Korean 3XL is not 3XL

I ordered a new windbreaker/raincoat from Coupang (first mistake: in Korea, I qualify as "big & tall," and an American expat can't expect "normal" American sizes from a Korean purveyor) to replace the Uniqlo windbreaker/raincoat—a hand-me-down gift from my boss—that got ruined over time thanks to its cheap-ass interior lining. The jacket arrived today, looking suspiciously tiny in its plastic packaging. I pulled the jacket out and liked the feel of the material, but when I unfolded the jacket to appraise it in all of its fullness, my heart sank: I could already see how narrow the shoulders were. Stupidly determined, I nevertheless tried the jacket on, but as I suspected, my arms could barely fit through the sleeves, and the jacket, despite supposedly being 3XL, couldn't even close around my torso.

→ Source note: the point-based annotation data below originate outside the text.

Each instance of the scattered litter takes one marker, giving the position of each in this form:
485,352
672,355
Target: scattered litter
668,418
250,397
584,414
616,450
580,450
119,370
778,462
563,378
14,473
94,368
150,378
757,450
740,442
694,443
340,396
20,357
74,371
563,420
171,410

Because I'm lazy about onerous return policies, and because I don't want to waste the jacket, I'm going to stick it in the clothing hamper downstairs—the one for the poor and homeless. I hope someone will eventually find a use for the jacket. Someone the right size. And when that person finds that jacket, a magical voice will boom from out of nowhere: Well done! And now, O mortal, ask of me your wishes three or face the ass-piglets of the thirty-third hell!